Now, the definition of the area of a parallelogram with vectors is it's the magnitude-- it is the magnitude of, in our case, PQ cross PS. So if we find the cross product of these two and then find the magnitude of that vector, that will tell us the area of this parallelogram. So PQ cross PS.
Going to write this with determinate notation. I'll have a first row of i, j, k, second row of 6, 0, 0, and a third as 2, 3, 2. I find our minor matrices. So if we eliminate the i call, our minor matrix is 0, 0, 3, 2.
That tells the i component of our cross product minus-- if we eliminate the j column, we are left with the minor matrix of 6, 0, 2, 2 times j plus the minor matrix of for the k component, eliminate the k column. Going to be 6, 0, 2, 3.

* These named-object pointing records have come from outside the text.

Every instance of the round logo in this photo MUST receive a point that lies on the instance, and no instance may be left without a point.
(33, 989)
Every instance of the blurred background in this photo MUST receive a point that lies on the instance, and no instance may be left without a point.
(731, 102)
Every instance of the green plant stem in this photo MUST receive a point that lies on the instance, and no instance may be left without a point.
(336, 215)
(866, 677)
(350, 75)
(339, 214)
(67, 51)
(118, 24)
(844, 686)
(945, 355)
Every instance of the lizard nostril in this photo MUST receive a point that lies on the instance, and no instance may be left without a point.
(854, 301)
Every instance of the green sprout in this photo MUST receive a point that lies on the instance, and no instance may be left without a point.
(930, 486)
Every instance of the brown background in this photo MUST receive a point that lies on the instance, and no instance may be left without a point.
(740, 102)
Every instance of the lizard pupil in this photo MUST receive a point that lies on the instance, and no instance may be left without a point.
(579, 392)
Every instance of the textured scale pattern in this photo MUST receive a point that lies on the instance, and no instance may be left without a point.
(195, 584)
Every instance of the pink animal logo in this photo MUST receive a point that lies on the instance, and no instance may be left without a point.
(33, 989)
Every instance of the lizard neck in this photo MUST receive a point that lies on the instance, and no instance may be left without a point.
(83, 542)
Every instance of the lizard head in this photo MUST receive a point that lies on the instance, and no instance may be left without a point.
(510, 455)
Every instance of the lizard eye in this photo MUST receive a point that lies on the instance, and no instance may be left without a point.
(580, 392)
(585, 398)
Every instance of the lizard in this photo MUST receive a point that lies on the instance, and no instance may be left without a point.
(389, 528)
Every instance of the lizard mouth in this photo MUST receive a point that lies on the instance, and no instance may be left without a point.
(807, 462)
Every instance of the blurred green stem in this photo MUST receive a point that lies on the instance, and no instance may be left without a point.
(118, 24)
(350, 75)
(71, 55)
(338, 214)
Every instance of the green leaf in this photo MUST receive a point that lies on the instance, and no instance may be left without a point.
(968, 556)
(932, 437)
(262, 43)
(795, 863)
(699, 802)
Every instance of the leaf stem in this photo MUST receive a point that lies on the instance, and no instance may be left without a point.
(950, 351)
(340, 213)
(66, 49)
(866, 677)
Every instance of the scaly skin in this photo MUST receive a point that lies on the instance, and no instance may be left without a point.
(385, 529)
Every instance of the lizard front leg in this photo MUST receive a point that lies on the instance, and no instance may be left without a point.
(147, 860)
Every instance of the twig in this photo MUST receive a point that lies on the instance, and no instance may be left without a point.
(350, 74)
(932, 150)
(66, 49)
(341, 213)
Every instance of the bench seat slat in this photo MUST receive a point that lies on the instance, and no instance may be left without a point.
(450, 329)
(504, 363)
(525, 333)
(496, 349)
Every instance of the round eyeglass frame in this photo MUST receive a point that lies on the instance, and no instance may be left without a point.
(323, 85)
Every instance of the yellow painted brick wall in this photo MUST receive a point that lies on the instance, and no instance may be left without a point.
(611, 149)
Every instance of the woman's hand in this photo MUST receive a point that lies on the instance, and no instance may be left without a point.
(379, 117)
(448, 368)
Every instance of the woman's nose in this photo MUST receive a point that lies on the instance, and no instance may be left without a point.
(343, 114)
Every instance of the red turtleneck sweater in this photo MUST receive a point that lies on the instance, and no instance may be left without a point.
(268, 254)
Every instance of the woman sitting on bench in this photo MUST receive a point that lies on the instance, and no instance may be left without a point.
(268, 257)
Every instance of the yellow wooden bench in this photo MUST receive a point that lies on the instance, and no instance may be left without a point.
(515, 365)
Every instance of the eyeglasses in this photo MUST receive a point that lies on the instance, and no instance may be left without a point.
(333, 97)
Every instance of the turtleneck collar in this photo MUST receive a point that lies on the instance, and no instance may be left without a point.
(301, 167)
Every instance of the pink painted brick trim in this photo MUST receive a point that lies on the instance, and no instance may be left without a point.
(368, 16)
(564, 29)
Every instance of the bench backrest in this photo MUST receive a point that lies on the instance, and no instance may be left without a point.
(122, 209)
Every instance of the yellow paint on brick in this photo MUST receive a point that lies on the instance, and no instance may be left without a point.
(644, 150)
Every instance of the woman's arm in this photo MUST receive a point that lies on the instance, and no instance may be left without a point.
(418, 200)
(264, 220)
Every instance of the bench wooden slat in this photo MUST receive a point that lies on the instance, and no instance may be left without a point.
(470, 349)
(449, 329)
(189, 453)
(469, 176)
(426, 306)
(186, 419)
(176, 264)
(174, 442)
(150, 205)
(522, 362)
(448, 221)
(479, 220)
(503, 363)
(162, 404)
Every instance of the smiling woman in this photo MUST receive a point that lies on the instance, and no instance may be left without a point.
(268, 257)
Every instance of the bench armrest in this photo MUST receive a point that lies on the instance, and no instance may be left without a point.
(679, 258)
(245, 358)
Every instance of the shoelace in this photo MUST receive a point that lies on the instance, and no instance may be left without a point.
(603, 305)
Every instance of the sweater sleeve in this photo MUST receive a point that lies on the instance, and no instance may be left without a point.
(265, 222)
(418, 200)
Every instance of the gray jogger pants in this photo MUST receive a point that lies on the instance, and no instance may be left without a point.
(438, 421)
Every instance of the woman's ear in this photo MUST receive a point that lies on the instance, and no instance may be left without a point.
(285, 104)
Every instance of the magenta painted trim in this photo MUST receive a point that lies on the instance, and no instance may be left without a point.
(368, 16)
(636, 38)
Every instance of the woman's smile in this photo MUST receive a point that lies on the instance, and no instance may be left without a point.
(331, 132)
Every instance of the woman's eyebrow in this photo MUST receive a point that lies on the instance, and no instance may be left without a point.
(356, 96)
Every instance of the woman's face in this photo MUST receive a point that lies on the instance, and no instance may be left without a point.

Now, we'll find the determinant of each of those submatrices. That also tells us our i, j, and k components respectively. Now, let's see. The first one, the i component, is 0. So this will be 0i.
Second, we'll have-- it'll be minus 12 for our j component. And finally, 18 for our k amounts. We have 0i minus 12j plus 18k. Now, because our area is the magnitude of that resulting cross product, the area is going to be equal to the square root of 0 squared plus negative 12 squared plus 18 squared.
If we sum those two values after we square them, or those three values, we'll get the square root of 468. That actually will simplify as 6 square root of 13. So our area is 6 square root of 13 units squared. That is the area of our parallelogram.